Diabetes Insipidus
Definition/diagnostic criteria
Diabetes insipidus (DI) is a condition characterised by the inability of the kidneys to conserve water, leading to excessive urination (polyuria) and thirst (polydipsia). It is caused by either a deficiency in antidiuretic hormone (ADH), also known as vasopressin, or by renal insensitivity to ADH. There are two main forms: central DI, where ADH production or secretion is impaired (often due to damage to the hypothalamus or pituitary), and nephrogenic DI, where the kidneys are unresponsive to ADH. Diagnostic criteria include high urine output (>3 litres per 24 hours) with low urine osmolality (<300 mOsm/kg), accompanied by serum hyperosmolality (>295 mOsm/kg) and hypernatraemia in severe cases.
Epidemiology
Diabetes insipidus is relatively rare, with central DI being more common than nephrogenic DI. Central DI has an incidence of around 3 per 100,000 per year in the UK, while nephrogenic DI is rarer. Central DI may arise from a range of causes, including traumatic brain injury, pituitary surgery, tumours (e.g., craniopharyngiomas), infections, and autoimmune conditions. Nephrogenic DI may be congenital or acquired due to chronic lithium use, hypercalcaemia, or other renal diseases.
Diagnosis
Clinical features
The cardinal symptoms of DI include polyuria (usually producing dilute urine of more than 3 litres per day) and polydipsia. Patients often report an unquenchable thirst, particularly for cold water, and may wake frequently at night to urinate. In more severe cases or when fluid intake is restricted, dehydration, hypernatraemia, and hypotension may develop, leading to symptoms such as dizziness, fatigue, or confusion. Central DI typically presents suddenly, while nephrogenic DI can develop more insidiously.
Investigations
Initial assessment should include a thorough history and examination, including a focus on medication use (particularly lithium) and family history. Laboratory investigations include a 24-hour urine collection to quantify urine output. Key findings include polyuria and low urine osmolality, typically <300 mOsm/kg. Serum osmolality is typically raised (>295 mOsm/kg), often with hypernatraemia (>145 mmol/L), indicating dehydration.
A water deprivation test is the gold standard diagnostic test for differentiating DI from primary polydipsia. In central DI, water deprivation leads to continued polyuria with low urine osmolality, but administration of desmopressin (a synthetic vasopressin analogue) results in a rise in urine osmolality, indicating a response to ADH. In nephrogenic DI, there is little or no response to desmopressin, as the kidneys are unable to respond to the hormone.
Imaging, such as MRI of the brain, may be required to assess for structural abnormalities, particularly in cases of suspected central DI. A lack of the posterior pituitary ‘bright spot’ on MRI is indicative of impaired ADH secretion.
Treatment
The management of DI depends on the underlying cause. For central DI, the mainstay of treatment is desmopressin (DDAVP), which can be administered orally, intranasally, or via injection. Desmopressin acts as a replacement for the deficient ADH, helping to reduce polyuria and polydipsia.
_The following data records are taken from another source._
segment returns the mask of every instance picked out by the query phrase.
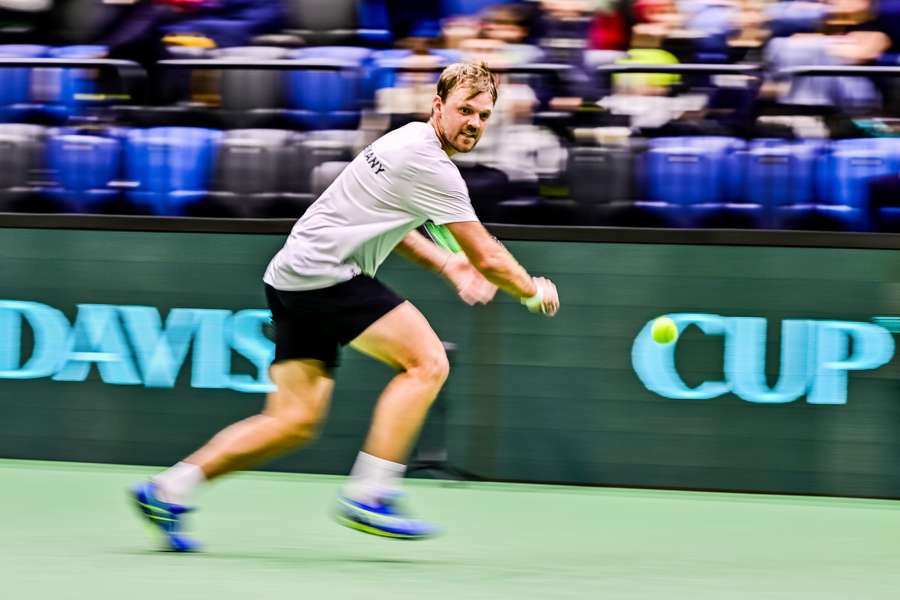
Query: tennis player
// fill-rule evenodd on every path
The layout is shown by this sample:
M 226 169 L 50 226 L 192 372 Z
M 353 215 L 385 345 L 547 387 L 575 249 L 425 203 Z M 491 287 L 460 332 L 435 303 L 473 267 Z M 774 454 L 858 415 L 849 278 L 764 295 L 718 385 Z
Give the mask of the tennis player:
M 416 307 L 375 279 L 391 251 L 439 273 L 468 304 L 497 288 L 529 310 L 553 316 L 555 285 L 531 277 L 478 221 L 450 160 L 484 133 L 497 100 L 485 65 L 441 73 L 432 115 L 385 134 L 351 162 L 294 225 L 266 269 L 275 326 L 271 392 L 261 414 L 235 423 L 170 469 L 132 489 L 143 515 L 168 546 L 198 546 L 183 514 L 199 486 L 312 440 L 328 411 L 338 351 L 349 344 L 397 370 L 375 407 L 371 428 L 341 491 L 340 523 L 375 535 L 420 539 L 436 533 L 398 503 L 405 463 L 428 408 L 447 379 L 441 341 Z M 462 253 L 417 231 L 445 226 Z

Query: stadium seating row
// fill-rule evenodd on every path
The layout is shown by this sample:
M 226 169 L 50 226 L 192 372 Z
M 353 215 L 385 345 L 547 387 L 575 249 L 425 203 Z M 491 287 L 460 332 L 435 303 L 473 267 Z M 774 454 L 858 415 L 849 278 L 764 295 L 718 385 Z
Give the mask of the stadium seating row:
M 0 211 L 296 217 L 354 131 L 0 125 Z
M 621 211 L 660 226 L 892 229 L 900 199 L 872 188 L 900 174 L 900 138 L 744 141 L 667 137 L 630 147 L 578 147 L 572 196 L 595 218 Z M 635 158 L 635 153 L 636 158 Z M 588 187 L 586 182 L 613 185 Z M 631 185 L 632 189 L 628 186 Z
M 29 210 L 28 202 L 49 210 L 39 202 L 51 202 L 66 212 L 296 216 L 359 150 L 358 135 L 3 124 L 0 210 Z M 870 195 L 898 173 L 900 138 L 629 140 L 570 150 L 568 207 L 573 223 L 629 217 L 660 226 L 866 230 L 896 216 L 900 198 L 875 203 Z M 527 222 L 528 210 L 567 206 L 498 200 L 491 217 L 512 222 Z
M 377 90 L 394 85 L 398 61 L 409 50 L 371 50 L 349 46 L 317 46 L 288 50 L 278 47 L 235 47 L 216 51 L 223 59 L 298 61 L 291 71 L 228 70 L 213 89 L 215 102 L 226 110 L 285 108 L 298 128 L 351 129 L 359 123 L 360 108 L 371 105 Z M 46 47 L 0 45 L 0 58 L 102 58 L 103 46 Z M 447 64 L 459 58 L 455 51 L 436 51 Z M 329 61 L 335 69 L 303 70 Z M 0 68 L 0 121 L 63 124 L 68 117 L 102 106 L 96 73 L 85 69 Z M 186 72 L 172 72 L 162 87 L 180 100 L 191 99 L 195 86 Z M 207 94 L 209 95 L 209 94 Z M 121 104 L 121 100 L 118 102 Z

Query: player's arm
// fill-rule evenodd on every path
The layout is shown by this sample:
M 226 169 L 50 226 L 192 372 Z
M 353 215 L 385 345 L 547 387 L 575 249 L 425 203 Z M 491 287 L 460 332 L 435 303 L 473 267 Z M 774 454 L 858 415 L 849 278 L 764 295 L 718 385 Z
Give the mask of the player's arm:
M 444 277 L 466 304 L 486 304 L 497 287 L 473 267 L 465 255 L 454 254 L 432 243 L 418 231 L 410 231 L 394 251 L 403 258 Z
M 447 223 L 469 262 L 485 279 L 522 299 L 529 310 L 553 315 L 559 309 L 556 286 L 549 279 L 532 277 L 512 254 L 478 221 Z
M 432 244 L 428 238 L 415 230 L 410 231 L 406 237 L 400 240 L 400 243 L 394 248 L 394 252 L 435 273 L 441 273 L 453 255 L 449 250 Z

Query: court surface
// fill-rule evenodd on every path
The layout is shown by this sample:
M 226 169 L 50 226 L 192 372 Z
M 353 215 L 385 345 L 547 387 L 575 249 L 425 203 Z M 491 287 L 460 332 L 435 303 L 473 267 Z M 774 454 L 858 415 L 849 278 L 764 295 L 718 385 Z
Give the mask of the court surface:
M 156 471 L 0 461 L 0 598 L 900 598 L 900 502 L 412 480 L 447 532 L 407 542 L 332 522 L 341 478 L 246 473 L 181 555 L 127 502 Z

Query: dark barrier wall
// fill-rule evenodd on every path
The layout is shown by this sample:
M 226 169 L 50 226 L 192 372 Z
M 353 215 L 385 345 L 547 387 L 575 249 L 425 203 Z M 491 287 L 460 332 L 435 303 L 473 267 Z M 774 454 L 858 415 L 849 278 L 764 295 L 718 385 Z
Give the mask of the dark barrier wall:
M 258 410 L 283 239 L 0 228 L 0 456 L 164 465 Z M 892 243 L 508 241 L 555 319 L 400 260 L 382 279 L 458 345 L 449 453 L 477 475 L 900 497 Z M 673 346 L 647 337 L 663 314 Z M 347 471 L 391 373 L 347 350 L 338 375 L 322 439 L 274 468 Z

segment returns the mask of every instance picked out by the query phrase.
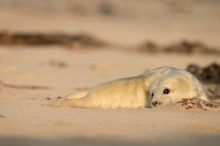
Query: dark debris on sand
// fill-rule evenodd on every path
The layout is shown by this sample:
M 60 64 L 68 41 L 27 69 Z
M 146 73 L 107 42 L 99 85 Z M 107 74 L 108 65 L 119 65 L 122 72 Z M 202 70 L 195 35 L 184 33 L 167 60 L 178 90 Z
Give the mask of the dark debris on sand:
M 207 95 L 211 100 L 220 101 L 220 65 L 217 63 L 200 67 L 196 64 L 190 64 L 187 71 L 195 75 L 203 84 Z
M 200 42 L 182 41 L 174 45 L 165 47 L 167 53 L 184 53 L 184 54 L 218 54 L 220 51 L 215 48 L 208 47 Z
M 139 47 L 138 51 L 146 53 L 158 53 L 161 51 L 161 48 L 153 41 L 146 41 Z
M 0 118 L 5 118 L 5 116 L 0 114 Z
M 86 34 L 67 35 L 0 32 L 0 45 L 61 45 L 67 47 L 103 47 L 106 46 L 107 43 Z
M 179 102 L 177 102 L 181 106 L 183 106 L 185 109 L 201 109 L 206 111 L 207 109 L 212 109 L 212 108 L 219 108 L 219 104 L 217 103 L 210 103 L 205 100 L 201 100 L 198 98 L 185 98 Z
M 194 74 L 203 82 L 220 84 L 220 65 L 217 63 L 212 63 L 205 67 L 190 64 L 187 66 L 186 70 Z
M 58 68 L 66 68 L 68 66 L 66 62 L 59 60 L 51 60 L 49 62 L 49 65 Z
M 179 53 L 179 54 L 211 54 L 220 55 L 217 48 L 208 47 L 200 42 L 181 41 L 168 46 L 159 46 L 152 41 L 146 41 L 138 47 L 138 51 L 146 53 Z

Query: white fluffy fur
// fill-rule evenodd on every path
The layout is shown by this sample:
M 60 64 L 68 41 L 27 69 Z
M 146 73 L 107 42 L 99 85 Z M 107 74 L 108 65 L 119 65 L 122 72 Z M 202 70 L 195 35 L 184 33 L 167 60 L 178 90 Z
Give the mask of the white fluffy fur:
M 163 90 L 170 89 L 165 95 Z M 152 97 L 152 93 L 154 96 Z M 162 67 L 122 78 L 67 96 L 56 104 L 73 108 L 144 108 L 152 102 L 172 104 L 183 98 L 207 100 L 202 84 L 189 72 Z

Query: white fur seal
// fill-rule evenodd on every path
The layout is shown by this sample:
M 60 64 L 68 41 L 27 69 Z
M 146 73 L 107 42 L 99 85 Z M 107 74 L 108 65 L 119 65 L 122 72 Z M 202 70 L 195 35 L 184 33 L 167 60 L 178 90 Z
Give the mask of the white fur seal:
M 67 96 L 58 107 L 144 108 L 176 103 L 183 98 L 208 100 L 202 84 L 191 73 L 172 67 L 114 80 Z

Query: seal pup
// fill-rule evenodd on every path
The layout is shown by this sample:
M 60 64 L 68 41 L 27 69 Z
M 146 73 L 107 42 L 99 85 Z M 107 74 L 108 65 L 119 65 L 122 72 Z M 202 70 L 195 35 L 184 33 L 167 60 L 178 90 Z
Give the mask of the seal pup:
M 144 74 L 103 83 L 72 93 L 56 107 L 149 108 L 183 98 L 208 100 L 202 84 L 189 72 L 161 67 Z

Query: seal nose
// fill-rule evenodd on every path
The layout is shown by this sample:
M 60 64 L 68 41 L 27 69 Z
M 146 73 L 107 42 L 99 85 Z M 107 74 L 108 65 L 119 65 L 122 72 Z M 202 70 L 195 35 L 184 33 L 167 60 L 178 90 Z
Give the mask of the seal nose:
M 153 105 L 153 106 L 157 106 L 157 104 L 158 104 L 158 101 L 152 102 L 152 105 Z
The dose should be titrated to avoid water intoxication, with regular monitoring of serum sodium and osmolality. In nephrogenic DI, desmopressin is ineffective, and treatment focuses on addressing the underlying cause (e.g., discontinuing lithium or correcting hypercalcaemia). Thiazide diuretics, often combined with a low-sodium diet, can paradoxically reduce urine output in nephrogenic DI by causing mild volume depletion, which encourages the kidneys to conserve water.
Non-steroidal anti-inflammatory drugs (NSAIDs) like indomethacin may also be used in nephrogenic DI to enhance the renal response to ADH by inhibiting prostaglandin synthesis, which otherwise antagonises the action of vasopressin in the kidneys.
Prognosis
With appropriate treatment, the prognosis for central DI is generally good, and most patients can lead normal lives with desmopressin therapy. However, underlying causes such as brain tumours or trauma may dictate overall prognosis. Nephrogenic DI can be more challenging to manage, particularly if it is congenital or due to irreversible renal damage. Patients with acquired nephrogenic DI often improve once the underlying cause is addressed, but long-term complications such as chronic dehydration and electrolyte imbalances may persist if treatment is suboptimal. Regular follow-up and monitoring are essential to ensure effective management and avoid complications such as hypernatraemia.